Another key facet of the implementation is security—especially since Writable handles personally identifiable information belonging to students. To address this issue, Mission encrypted data so it is protected in transit and at rest.
“Mission’s help in securing our AWS environment and validating our compliance is critical,” Hempel says. “School districts need assurance that their technology partners have done the work to protect student information. With the AWS tools Mission showed us how to use, the audit process is a lot less burdensome.”
The AWS environment designed and supported by Mission also proved itself when the COVID pandemic hit. The usage of Writable applications by students did not spike more so than normal, but rather than connecting from school networks, the students began using their home networks, which did not always provide reliable connections.
“Our environment had to respond to a wide spectrum of network connectivity and devices,” Hempel says. “This primarily affected our applications, but given the way Mission set up the infrastructure, we were ready. The load testing also helped us make sure we could adapt to different connection paths.”
The IaC approach applied by Mission has delivered additional benefits. “The transition to IaC is usually challenging, but Mission’s expertise with Terraform made that process easy,” Hempel emphasizes. “The approach came in handy when we developed our disaster recovery environment. We reused many components from the existing environment rather than manually recreating them to accelerate the implementation.”

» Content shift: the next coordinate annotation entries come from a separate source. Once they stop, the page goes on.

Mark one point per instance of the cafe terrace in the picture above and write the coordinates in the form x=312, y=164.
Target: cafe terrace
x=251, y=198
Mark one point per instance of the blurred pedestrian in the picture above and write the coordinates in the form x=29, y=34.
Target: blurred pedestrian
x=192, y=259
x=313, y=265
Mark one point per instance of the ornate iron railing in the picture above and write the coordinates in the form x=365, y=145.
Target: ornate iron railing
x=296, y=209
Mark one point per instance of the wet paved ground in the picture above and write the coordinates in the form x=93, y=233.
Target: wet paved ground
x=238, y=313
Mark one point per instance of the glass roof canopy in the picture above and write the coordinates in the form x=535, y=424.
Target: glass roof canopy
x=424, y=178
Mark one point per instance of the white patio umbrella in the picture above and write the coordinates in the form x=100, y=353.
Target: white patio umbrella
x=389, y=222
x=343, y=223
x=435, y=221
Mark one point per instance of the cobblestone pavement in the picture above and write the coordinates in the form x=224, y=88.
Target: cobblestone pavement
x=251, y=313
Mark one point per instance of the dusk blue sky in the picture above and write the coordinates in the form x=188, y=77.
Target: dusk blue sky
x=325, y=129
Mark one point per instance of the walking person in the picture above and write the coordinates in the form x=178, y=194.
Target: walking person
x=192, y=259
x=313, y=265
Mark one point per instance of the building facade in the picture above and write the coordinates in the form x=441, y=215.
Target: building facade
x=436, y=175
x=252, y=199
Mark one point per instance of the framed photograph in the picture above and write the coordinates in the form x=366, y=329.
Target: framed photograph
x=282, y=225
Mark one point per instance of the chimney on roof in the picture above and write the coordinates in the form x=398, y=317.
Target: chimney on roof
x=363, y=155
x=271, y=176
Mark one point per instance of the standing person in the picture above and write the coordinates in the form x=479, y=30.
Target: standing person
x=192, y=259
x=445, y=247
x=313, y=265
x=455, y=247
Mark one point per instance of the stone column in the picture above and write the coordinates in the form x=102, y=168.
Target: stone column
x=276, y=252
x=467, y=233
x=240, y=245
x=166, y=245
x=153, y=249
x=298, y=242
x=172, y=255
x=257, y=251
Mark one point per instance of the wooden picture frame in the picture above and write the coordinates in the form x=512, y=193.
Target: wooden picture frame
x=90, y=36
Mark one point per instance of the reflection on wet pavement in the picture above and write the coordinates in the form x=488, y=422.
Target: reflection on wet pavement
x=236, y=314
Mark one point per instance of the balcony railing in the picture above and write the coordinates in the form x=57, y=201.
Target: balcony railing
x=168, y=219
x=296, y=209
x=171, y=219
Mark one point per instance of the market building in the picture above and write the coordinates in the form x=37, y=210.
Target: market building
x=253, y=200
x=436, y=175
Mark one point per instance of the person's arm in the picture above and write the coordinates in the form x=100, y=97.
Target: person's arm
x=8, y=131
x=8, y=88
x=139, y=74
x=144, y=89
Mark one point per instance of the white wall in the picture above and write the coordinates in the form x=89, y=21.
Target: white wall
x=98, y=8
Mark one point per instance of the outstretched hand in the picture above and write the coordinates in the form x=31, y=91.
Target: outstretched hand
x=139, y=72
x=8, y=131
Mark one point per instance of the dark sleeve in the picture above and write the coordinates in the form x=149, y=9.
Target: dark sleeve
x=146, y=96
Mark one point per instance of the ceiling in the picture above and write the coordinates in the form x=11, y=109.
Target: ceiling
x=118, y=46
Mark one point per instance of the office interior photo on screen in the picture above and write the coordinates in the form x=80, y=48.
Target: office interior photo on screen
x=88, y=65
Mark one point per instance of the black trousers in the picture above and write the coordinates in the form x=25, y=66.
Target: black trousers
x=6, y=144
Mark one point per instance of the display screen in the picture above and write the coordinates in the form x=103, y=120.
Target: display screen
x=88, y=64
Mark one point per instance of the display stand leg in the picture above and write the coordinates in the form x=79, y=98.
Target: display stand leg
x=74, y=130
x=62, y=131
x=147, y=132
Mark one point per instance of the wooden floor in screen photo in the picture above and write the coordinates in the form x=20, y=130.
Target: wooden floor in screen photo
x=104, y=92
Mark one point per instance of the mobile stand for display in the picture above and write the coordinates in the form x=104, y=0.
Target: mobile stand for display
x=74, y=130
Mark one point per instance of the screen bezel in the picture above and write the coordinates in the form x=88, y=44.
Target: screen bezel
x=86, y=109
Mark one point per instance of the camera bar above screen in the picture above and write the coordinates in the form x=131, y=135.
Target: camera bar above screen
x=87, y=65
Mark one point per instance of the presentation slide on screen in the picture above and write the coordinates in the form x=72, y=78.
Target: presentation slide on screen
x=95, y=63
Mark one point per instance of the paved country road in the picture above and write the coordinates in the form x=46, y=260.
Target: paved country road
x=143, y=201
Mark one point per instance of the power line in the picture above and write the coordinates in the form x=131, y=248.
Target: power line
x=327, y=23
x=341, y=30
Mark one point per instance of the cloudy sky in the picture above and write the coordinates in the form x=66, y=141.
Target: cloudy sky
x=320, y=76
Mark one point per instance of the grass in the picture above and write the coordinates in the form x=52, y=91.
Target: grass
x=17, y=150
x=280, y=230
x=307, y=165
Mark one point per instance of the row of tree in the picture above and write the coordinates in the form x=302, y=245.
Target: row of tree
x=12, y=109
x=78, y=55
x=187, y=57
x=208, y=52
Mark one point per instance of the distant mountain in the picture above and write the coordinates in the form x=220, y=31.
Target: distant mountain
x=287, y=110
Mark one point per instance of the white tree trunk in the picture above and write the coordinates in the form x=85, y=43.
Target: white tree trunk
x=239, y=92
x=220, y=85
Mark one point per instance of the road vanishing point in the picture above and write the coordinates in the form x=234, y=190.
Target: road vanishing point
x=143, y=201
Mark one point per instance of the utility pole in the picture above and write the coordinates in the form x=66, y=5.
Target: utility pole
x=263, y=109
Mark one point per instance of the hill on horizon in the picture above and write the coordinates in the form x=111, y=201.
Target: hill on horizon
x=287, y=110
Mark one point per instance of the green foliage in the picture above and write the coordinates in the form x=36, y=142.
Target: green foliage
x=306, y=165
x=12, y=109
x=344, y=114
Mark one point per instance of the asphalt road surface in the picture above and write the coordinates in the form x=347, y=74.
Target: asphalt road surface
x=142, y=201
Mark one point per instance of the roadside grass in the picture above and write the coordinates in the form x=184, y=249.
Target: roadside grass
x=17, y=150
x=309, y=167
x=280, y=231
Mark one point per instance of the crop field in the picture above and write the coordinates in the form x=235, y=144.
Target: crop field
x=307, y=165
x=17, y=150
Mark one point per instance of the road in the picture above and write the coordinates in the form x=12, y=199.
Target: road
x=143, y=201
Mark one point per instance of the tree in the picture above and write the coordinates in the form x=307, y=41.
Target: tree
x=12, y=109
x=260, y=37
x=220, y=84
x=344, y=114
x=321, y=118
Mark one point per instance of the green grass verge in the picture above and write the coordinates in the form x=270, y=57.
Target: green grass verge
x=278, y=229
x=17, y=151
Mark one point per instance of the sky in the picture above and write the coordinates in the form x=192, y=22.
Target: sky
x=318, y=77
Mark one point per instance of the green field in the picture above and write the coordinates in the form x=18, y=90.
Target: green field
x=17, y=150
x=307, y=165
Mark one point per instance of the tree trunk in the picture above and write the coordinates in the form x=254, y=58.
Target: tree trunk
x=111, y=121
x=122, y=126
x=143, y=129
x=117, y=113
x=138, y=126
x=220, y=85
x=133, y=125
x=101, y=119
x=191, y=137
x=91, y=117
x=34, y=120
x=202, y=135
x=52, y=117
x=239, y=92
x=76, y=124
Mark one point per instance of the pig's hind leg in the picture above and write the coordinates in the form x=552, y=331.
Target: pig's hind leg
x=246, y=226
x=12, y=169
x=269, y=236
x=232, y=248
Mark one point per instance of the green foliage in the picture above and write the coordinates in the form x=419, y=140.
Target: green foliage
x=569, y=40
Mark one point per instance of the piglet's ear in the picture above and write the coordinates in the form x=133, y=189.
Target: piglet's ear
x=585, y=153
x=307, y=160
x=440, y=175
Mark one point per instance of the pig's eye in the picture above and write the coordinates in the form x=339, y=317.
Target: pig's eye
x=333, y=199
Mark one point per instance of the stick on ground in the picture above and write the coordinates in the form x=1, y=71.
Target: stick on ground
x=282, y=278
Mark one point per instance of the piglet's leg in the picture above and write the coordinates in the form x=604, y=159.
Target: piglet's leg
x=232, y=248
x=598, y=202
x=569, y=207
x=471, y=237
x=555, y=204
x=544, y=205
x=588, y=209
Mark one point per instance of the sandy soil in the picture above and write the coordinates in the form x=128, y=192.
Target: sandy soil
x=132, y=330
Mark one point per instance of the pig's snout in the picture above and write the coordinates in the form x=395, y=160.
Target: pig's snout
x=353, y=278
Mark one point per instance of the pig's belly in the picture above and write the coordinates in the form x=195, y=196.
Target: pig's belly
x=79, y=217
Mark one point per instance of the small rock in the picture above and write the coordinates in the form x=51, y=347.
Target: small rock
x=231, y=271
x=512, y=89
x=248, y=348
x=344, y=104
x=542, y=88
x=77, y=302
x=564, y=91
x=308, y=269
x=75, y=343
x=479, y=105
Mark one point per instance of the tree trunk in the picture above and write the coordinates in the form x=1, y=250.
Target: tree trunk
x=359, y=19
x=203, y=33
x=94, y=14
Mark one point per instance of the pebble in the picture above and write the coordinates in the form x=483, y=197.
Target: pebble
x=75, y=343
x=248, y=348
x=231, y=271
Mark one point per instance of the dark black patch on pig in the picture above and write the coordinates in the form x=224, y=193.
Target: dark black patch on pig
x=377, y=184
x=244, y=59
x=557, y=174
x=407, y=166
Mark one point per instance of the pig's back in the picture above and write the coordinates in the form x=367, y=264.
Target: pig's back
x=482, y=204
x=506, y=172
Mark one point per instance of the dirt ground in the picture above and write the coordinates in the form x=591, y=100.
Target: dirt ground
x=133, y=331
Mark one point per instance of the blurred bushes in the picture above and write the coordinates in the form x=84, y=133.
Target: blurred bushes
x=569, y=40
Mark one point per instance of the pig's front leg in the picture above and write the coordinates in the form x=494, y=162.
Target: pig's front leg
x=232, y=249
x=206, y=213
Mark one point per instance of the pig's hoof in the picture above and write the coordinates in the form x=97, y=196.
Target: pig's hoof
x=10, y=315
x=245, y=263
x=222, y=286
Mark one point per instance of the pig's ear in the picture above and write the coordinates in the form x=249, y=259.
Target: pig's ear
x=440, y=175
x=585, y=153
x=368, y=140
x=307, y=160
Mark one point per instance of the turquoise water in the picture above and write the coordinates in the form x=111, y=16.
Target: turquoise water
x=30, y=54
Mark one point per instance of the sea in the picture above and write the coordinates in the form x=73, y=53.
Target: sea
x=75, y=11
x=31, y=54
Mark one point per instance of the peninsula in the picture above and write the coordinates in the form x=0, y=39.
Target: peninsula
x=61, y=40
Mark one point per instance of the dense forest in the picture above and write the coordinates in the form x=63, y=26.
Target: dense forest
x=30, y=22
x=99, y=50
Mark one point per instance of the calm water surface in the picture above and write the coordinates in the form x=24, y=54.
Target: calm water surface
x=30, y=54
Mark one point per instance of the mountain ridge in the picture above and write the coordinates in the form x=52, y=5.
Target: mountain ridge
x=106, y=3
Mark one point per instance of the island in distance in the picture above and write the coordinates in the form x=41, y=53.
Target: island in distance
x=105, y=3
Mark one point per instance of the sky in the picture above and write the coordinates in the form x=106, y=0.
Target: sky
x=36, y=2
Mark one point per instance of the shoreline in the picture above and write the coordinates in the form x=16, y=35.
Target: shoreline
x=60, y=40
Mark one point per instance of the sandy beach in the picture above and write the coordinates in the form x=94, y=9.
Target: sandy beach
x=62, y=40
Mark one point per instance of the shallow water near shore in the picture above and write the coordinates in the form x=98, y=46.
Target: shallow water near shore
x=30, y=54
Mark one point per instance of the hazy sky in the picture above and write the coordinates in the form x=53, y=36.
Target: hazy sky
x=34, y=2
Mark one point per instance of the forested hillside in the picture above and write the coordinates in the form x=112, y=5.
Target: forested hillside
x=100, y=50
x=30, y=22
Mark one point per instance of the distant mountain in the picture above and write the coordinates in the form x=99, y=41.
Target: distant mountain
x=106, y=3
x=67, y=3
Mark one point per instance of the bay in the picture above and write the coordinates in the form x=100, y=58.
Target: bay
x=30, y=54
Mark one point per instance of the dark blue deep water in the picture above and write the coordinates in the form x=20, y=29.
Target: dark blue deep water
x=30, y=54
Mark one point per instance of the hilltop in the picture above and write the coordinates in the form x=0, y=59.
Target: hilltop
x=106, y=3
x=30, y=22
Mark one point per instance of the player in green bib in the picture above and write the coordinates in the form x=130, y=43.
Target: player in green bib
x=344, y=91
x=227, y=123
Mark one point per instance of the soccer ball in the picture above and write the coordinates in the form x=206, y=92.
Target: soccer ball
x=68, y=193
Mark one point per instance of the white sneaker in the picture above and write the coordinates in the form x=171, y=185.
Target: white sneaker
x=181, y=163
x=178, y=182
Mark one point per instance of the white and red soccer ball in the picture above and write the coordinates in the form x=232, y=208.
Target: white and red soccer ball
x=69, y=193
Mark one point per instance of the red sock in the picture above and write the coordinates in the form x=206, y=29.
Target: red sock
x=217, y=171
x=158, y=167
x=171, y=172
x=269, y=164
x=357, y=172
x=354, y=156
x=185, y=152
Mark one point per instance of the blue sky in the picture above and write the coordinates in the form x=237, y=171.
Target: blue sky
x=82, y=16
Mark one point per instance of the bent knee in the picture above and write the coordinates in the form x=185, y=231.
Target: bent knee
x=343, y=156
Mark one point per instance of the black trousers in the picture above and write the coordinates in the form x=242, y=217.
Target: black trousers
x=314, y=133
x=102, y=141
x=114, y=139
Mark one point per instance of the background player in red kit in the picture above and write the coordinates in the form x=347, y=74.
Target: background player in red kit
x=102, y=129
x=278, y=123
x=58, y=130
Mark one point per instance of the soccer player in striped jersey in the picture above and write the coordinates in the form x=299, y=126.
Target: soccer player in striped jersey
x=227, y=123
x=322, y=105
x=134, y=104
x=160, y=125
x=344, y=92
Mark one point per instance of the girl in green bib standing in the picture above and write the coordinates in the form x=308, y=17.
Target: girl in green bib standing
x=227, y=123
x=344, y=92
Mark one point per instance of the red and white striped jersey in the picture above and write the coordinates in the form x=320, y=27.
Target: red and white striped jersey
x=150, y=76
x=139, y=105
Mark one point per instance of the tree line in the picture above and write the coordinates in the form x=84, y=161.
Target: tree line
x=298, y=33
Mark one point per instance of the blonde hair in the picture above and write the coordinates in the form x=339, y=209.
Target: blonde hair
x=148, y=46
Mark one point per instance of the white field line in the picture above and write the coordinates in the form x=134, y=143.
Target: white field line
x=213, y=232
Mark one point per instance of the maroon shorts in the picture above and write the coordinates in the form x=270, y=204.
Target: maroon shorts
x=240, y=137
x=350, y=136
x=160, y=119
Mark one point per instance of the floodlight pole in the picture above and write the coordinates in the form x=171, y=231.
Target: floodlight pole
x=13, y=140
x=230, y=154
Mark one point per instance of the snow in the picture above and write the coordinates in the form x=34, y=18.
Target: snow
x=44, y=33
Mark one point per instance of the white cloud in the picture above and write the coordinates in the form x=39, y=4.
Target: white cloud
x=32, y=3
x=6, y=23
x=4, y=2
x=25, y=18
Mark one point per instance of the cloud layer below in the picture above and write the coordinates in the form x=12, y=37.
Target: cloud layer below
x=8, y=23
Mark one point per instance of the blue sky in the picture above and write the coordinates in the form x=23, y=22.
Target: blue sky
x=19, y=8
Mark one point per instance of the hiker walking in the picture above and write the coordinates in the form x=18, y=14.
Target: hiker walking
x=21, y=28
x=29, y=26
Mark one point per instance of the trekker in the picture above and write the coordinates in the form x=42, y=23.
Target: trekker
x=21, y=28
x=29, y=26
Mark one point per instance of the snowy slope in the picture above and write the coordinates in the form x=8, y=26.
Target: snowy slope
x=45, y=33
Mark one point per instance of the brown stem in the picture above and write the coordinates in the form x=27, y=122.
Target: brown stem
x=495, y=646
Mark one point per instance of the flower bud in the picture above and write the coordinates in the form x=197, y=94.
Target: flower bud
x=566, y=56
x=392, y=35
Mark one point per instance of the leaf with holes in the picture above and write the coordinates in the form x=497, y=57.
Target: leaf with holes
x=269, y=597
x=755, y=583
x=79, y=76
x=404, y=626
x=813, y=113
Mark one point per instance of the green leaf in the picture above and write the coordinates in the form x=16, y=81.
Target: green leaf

Another tool Hempel appreciates is Amazon Elasticsearch. Writable faced a big challenge pulling together log data from the various services that run the applications. APIs, the database, and the front-end of each application all generate logs, so it was difficult to trace application performance problems.
“Elasticsearch resolves that issue by pulling all the data together into a single index,” Hempel explains. “This makes it easier to proactively discover application issues and to audit how something was changed. We can also discover, respond and mitigate customer issues much faster.”
The IT team also benefits from another key AWS difference. In the previous cloud environment, single-line code changes to fix bugs usually required a prolonged process. After pulling code from the repository, Hempel would have to log into five different machines, change the code, and redeploy it separately on each machine. Now in AWS, he can commit code changes, go to the build pipeline, click run, and that’s it—the code changes occur automatically in every machine.
“As a result of the hard work we’ve done internally and the contributions from Mission, we’ve seen significant performance improvements in our applications and our database. Our ability to scale and our response and resolution times for issues have also improved.”
Hempel says that partnering with Mission helps to mitigate concerns that Writable applications might struggle under a high workload or experience a security breach. Mission also helps reduce the day-to-day stress he feels while fighting fires so can stay productive in the rapid-pace Writable environment.
Writable is in the process of developing a new educational product that will run on a separate AWS account. The IaC approach will pay off once again as Hempel can spin up the new environment quickly by reusing some of the components from the existing AWS account. This will allow Writable to bring that product to market faster and start generating revenue sooner.
Through online services that assess and monitor the writing growth of students, Writable helps teachers support and motivate students to become purposeful and proficient writers. The company assists more than 10,000 schools in organizing writing programs around the instruction and feedback that every teacher and student needs.